12 thoughts on “An Afternoon Telephone Tea

  1. Carol Ann,

    I really enjoyed reading this blog of yours, “An Afternoon Telephone Tea,” and learning about another part of your unique world.

    I would be much more than happy in answering your question posed to your blog readers of,

    “Does my Seed Cake look like yours?”

    if I had only learned of Seed Cake prior to my reading your excellent article this evening. 🙂

    Take care and stay safe.

    Greg

  2. No, Carol Ann, I was intending to be a little tongue-in-cheek in my response by implying that I had never heard of Seed Cake prior to my reading your article of “An Afternoon Telephone Tea.”

    (If you and I spent time together, I think that we’d have a problem in getting each other’s humor across to each other. But, I’m sure that we’d have fun, anyway.)

    Greg

  3. Whatever the reason is that our senses of humor are different, that’s quite all right, Carol Ann.

    Do you remember that I told you that I wrote in my memoir-type manuscript (back in 1993),

    “Rejoice in our differences”?

  4. How lovely. For some reason I pictured old Bakelite telephones and wondered what sort of Afternoon Tea you could have. I thought the seed cake was for the birds and squirrels till I read further. I was thinking of suggesting knitting to someone pregnant who is getting bored stuck at home.

  5. SudsEats, Nice to hear from you. What are Bakelite telephones? Maybe I should’ve given the seed cake to the birds and squirrels.. They might’ve liked it more than I did. Did your pregnant friend like the knitting idea? I think that’s a great idea for her. Stay safe.

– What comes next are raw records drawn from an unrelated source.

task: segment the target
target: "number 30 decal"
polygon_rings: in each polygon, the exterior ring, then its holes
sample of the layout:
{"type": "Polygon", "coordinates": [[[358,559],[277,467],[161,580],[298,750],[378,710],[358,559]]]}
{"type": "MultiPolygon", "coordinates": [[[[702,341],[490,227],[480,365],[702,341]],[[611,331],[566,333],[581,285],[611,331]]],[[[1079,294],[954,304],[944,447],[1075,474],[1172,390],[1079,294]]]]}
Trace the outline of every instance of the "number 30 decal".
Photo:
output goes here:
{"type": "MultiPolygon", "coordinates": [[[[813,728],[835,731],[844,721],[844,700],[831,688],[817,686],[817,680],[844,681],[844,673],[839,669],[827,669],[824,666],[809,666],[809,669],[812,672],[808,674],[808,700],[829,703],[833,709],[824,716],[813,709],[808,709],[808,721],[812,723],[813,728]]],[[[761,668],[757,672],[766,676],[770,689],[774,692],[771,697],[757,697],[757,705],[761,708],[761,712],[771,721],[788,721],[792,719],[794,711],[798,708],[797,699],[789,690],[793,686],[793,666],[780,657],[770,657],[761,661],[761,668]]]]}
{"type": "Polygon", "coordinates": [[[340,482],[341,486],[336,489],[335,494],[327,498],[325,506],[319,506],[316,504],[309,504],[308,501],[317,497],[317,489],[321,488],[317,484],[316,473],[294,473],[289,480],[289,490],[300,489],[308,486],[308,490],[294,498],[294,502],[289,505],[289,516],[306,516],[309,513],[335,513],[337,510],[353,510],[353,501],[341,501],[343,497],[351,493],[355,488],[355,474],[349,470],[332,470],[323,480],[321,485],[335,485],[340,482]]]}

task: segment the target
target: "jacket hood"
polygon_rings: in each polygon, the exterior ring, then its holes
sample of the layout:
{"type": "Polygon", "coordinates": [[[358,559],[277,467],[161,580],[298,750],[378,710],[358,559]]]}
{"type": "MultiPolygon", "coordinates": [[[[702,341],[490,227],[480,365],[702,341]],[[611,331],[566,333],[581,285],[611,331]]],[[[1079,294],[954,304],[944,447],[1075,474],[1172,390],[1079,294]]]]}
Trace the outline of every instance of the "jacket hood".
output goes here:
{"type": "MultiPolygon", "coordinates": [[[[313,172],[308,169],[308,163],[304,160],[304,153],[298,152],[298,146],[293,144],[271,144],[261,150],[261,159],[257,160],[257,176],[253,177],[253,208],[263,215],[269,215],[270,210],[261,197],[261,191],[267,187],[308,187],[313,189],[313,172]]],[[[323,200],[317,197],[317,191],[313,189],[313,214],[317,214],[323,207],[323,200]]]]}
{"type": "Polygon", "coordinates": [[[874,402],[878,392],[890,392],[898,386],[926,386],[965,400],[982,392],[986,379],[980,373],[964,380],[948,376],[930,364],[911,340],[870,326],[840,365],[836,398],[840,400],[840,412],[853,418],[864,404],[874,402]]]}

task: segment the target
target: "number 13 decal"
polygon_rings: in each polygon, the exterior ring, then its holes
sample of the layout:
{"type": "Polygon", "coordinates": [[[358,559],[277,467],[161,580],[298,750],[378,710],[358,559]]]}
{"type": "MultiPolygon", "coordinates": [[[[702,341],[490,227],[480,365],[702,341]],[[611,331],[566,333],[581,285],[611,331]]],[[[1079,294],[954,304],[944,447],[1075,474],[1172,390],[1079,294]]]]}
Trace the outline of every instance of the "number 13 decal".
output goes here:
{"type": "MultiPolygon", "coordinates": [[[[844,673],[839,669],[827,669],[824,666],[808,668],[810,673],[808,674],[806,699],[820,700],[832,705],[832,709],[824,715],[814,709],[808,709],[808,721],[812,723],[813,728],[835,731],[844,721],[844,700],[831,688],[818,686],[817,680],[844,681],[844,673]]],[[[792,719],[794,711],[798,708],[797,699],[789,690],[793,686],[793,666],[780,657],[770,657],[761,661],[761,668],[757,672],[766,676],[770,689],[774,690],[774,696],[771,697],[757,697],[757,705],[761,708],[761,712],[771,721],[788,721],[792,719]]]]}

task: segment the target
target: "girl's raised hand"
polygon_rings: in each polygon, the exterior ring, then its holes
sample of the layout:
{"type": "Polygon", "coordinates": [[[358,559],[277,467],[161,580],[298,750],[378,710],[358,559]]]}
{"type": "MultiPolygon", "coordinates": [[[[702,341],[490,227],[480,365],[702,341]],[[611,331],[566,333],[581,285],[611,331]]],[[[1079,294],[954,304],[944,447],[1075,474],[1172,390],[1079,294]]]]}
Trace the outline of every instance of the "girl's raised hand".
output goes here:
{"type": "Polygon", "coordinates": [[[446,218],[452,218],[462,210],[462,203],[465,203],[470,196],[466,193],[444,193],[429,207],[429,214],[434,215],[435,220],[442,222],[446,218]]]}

  6. Ginny. I’m so happy you like my blog posts. Sure we’re still pen friends. Is it my turn to write? If so I’m bad to keep you waiting for a letter. I’ll write very soon.

  7. Hi Carol Ann,
    I knew you would find a way to have afternoon tea party despite the corona virus stay home orders. You are most interesting and creative. So adaptable and to top it all off so generous and loving to all. Thank you so much for the beautiful photo postcard you sent to me, It made my day! I hope you and your family are well.
    Much Love
    Maura

  8. Maura, so nice to find your note. You are always so full of compliments and I appreciate them and you. Who doesn’t like a compliment? Keep spreading joy around. You do it so well. Everyone should be as nice as you.